Climate Costs, Policy, and Justice
- Several argue the “price of not shutting coal” (climate damage, health impacts) dwarfs any compensation to plant owners, and that much existing coal is already uneconomic.
- Others question how well climate models capture uncertainty for trillion-dollar decisions and argue for prioritizing immediate human welfare (clean water, disease control) where possible co-benefits exist.
- The article’s figure (~$34/ton CO₂ avoided by buying out plants) is questioned as simplistic, likely ignoring operating economics and replacement costs.
- Debates arise over who bears responsibility: consumers vs producers, role of fossil subsidies, and historical information suppression.
Developing Regions and Future Coal Demand
- Some predict rising coal use in Africa and other developing regions due to cost and reliability; others counter that solar + storage is already cheaper, more modular, and avoids fuel import dependence.

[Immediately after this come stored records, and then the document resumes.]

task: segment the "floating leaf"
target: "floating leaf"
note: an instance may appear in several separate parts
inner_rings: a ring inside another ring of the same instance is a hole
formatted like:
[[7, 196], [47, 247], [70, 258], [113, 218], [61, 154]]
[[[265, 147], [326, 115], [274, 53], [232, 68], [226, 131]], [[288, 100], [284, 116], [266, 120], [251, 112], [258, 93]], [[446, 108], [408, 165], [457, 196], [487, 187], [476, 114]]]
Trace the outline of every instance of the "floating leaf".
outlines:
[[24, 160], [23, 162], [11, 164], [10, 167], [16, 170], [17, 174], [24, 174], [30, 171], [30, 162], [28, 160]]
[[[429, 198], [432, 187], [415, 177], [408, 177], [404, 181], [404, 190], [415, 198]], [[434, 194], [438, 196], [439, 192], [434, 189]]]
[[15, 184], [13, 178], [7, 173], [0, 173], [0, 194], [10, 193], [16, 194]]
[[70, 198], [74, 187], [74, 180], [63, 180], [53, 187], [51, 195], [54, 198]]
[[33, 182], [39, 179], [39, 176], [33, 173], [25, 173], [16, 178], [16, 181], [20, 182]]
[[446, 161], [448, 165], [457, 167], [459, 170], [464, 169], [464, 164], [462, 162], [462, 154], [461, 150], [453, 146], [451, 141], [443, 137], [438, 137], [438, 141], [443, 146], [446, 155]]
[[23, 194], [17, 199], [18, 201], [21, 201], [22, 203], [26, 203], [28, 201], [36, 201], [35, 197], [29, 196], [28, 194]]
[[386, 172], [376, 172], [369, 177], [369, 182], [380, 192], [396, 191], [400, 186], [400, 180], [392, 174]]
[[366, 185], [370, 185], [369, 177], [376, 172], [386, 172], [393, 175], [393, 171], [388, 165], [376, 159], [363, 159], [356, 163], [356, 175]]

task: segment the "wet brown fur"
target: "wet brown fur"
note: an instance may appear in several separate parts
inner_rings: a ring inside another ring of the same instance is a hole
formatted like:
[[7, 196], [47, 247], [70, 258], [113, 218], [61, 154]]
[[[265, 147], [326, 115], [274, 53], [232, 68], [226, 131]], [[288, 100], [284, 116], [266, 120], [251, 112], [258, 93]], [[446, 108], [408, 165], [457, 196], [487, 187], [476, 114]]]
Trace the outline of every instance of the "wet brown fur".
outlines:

- Financing and geopolitics matter: loans and foreign-backed coal for mining/industry can lock countries into coal despite poor long-term economics; corruption and elite incentives are noted.
- India is described as “addicted” to coal with powerful incumbent interests, complicating transition.
Governance, Data, and Transitions
- Debate over whether autocracies are more effective at pollution/climate action: China’s rapid air-quality improvements vs the Soviet Union’s poor environmental record are contrasted.
- Democracies are portrayed as messy but ultimately capable of strong action when pollution becomes acute (e.g., US EPA in the 1970s, London smog response).
- Concerns raised about data quality in autocracies and the difficulty of acting on less-visible, long-term climate risks vs obvious local pollution.